All major browsers do some form of revocation checking, that includes Opera, Safari, Chrome, Firefox and Internet Explorer.

Google still does revocation checking it just does so through a proprietary mechanism called CRLsets.

As its name implies CRLsets are basically a combination of CRLs, Google crawls the web gathers CRLs and merges them together into a “mega-crl”. This mega-crl is formatted differently than other CRLs but it’s essentially the same thing but there are some important differences, the most important being that due to size concerns Google selectively chooses which CAs it includes in the CRL set and within those CRLs which revoked certificates to include.

With this understanding you have to wonder why would Google introduce this new mechanism if it not as comprehensive as the standard based ways to deal with revocation checking? The answer is simple performance and reliability.

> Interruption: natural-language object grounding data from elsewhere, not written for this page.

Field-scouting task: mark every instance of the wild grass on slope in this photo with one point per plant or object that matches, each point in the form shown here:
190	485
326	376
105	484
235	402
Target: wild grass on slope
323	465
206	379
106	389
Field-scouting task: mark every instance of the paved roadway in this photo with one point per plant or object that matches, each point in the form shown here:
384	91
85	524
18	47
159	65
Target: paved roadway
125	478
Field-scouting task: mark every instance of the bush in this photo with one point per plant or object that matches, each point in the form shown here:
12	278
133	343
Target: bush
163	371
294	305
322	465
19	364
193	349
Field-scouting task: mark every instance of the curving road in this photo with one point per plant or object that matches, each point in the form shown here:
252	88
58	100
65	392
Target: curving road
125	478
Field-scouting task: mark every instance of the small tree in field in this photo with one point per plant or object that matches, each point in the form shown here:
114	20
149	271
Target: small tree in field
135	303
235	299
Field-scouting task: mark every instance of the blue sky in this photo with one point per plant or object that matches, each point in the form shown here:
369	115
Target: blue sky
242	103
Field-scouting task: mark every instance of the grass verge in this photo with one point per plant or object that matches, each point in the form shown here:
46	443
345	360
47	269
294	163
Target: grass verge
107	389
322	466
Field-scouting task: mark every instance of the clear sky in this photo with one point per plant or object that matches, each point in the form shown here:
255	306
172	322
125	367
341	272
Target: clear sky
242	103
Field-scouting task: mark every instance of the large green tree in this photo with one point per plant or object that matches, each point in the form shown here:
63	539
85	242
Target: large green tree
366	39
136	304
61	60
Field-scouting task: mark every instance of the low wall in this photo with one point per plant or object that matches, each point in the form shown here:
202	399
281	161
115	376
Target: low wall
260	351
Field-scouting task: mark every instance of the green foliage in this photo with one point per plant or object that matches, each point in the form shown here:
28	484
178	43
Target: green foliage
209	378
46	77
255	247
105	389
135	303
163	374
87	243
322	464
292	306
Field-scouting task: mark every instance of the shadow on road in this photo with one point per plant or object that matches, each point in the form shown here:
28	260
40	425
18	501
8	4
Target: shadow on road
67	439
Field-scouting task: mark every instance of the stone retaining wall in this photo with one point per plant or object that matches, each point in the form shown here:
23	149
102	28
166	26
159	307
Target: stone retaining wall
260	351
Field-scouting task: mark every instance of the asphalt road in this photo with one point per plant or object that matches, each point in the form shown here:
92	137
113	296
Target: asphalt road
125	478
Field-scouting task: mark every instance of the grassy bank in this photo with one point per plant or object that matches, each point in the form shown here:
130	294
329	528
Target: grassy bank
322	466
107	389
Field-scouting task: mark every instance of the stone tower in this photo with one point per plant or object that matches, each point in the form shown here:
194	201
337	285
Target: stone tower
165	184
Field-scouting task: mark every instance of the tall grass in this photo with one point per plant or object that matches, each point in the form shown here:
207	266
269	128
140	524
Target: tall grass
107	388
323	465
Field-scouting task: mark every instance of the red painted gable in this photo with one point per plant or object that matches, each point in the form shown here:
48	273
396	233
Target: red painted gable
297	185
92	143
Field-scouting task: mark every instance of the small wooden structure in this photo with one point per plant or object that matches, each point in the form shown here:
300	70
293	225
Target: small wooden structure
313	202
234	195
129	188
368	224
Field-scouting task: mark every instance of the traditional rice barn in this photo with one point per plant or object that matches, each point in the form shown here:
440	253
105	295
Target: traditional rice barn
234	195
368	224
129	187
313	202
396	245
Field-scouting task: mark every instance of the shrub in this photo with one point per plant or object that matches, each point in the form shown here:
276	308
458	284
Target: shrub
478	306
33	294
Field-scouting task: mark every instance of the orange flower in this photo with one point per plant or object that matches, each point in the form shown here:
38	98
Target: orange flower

With CRLsets Google is distributing the revocation list, and as such they can make sure that its delivered quickly they do this in-part by taking a bet that they can intelligently pick which revoked certificates are important (IMHO they cannot – revoked = revoked) and by being the one that distributes the list.

This has implications for users, Chrome trusts certificate authorities for which it has no revocation information for it also intentionally treats some revoked certificates as good which exposes you to some risk.

This is especially problematic for enterprises that use Chrome and leverage PKI, there is essentially no chance Google will decide to include your CRL. This is also problematic for those who encounter certificates from those CAs.

That’s not to say CRLsets do not have value they do, but those values have been discussed elsewhere in detail.

But what do you do if you want a more holistic solution to revocation checking? Its simple you can turn on the standards based revocation checking mechanisms and Chrome will use them in addition to the CRLset, to do that you go to Settings and expand choose Advanced Settings where you will see:

 

 

 

Here you can re-enable the standards based revocation checking mechanisms so chrome can do a more holistic job protecting you from the known bad actors on the internet.

Ryan